Manganese is an element that occurs in many types of food and inside the human body, but overexposure for long periods of time “can cause neurological effects in young children,” chief environmental health officer Chirag Rohit’s advisory stated.
“Infants, children under five and pregnant women should not drink the community’s tap water,” he told Nahanni Butte residents.
“Adults and older children are at a lower risk but should still take precautions.”
The GNWT said “a failure” in Nahanni Butte’s old water treatment process was responsible for the issue, adding that a new filtration system had been installed and manganese levels are expected to drop in the months ahead.
However, it wasn’t clear if manganese concentrations had only just reached levels high enough to merit an advisory, or if they had been that way for some time.

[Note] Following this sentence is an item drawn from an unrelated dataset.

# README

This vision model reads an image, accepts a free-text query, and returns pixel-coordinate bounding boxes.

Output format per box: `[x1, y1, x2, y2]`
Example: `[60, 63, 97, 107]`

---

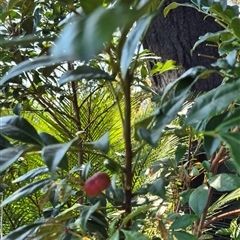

“The chief environmental health officer, along with the community government, will continue to monitor the situation,” the advisory concluded.
Boiling water won’t make the manganese issue go away. Instead, the chief environmental health officer recommended that infants, children under five and pregnant women use bottled water for drinking, preparing baby formula, cooking and drinking.
“Everyone can use tap water for showering, bathing, and washing, but infants and children under five should avoid swallowing the water,” the advisory added.
Water treated using reverse osmosis, ion exchange, water softeners or oxidizing filters is safe, but Brita-style drinking water filters with activated carbon “will not remove manganese safely,” the advisory noted.